It’s hard to envision life without the computer. Today we carry miniature computers – that’s what smartphones are, after all – in our pockets. Nevertheless, there was a time when the majority of consumers didn’t have a single computer within their homes.
George Dyson, a science historian, asks how we went from having no computers to having so many in such a small amount of time period in his book, Turing’s Cathedral.
Dyson has a distinctive vantage point which makes him the perfect author for this book. He’s the son of a top scientist, Freeman Dyson and, due to this, has spent much of his years at the Princeton Institute for Advanced Studies. The Institute was home to the globe’s most talented scientific minds – included Einstein’s – as they were in the midst of building and operating the first digital computers under the guidance of scientist Josh von Neumann.
Turing’s Cathedral explores the invention of the computer, emphasizing the contrasting personalities which were thrown together to work on the project.
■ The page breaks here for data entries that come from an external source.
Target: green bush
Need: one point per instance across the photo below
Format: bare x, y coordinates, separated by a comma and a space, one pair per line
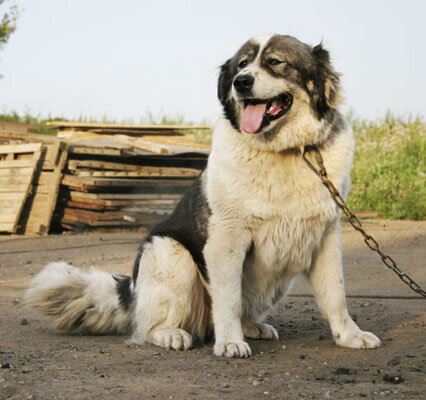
388, 175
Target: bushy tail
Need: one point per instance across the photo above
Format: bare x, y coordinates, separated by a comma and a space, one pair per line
94, 303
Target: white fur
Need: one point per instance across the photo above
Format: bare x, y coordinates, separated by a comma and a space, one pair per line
271, 220
66, 294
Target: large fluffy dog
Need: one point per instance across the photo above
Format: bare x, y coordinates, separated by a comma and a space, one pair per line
252, 221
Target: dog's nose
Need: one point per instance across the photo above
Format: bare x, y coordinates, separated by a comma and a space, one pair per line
243, 83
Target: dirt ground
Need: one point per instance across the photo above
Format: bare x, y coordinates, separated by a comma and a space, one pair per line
39, 363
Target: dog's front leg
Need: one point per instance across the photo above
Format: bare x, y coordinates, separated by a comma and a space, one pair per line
326, 278
225, 252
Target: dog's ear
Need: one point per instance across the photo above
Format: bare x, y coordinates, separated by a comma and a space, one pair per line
224, 82
325, 86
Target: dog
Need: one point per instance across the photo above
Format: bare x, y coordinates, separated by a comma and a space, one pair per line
253, 220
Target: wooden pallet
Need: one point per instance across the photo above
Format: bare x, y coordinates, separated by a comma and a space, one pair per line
18, 163
39, 208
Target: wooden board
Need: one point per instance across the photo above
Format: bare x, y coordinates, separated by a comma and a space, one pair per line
17, 186
143, 144
91, 183
39, 208
125, 196
88, 125
121, 169
94, 151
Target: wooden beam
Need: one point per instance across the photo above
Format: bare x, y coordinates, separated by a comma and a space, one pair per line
88, 125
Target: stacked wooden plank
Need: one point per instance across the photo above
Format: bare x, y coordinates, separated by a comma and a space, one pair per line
122, 191
18, 165
115, 179
102, 175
It also explores what was involved in the invention of the computer, much of which was chance.
When great minds work on a project there are sure to be rivalries and heated disagreements, the development of the computer was no different. This book demonstrates that the individuals that worked on this project were geniuses, certainly not saints. Moreover there were some moral problems that the creators of the computer faced while working on this project, since the work they were doing had a close association with the U.S. nuclear weapons project.
You might think that history books are dry reads and a history of computers has to be crammed with technical lingo. Turing’s Cathedral doesn’t fit that image at all. Anyone who uses a computer will find this book intriguing. Which is an awful lot of people today.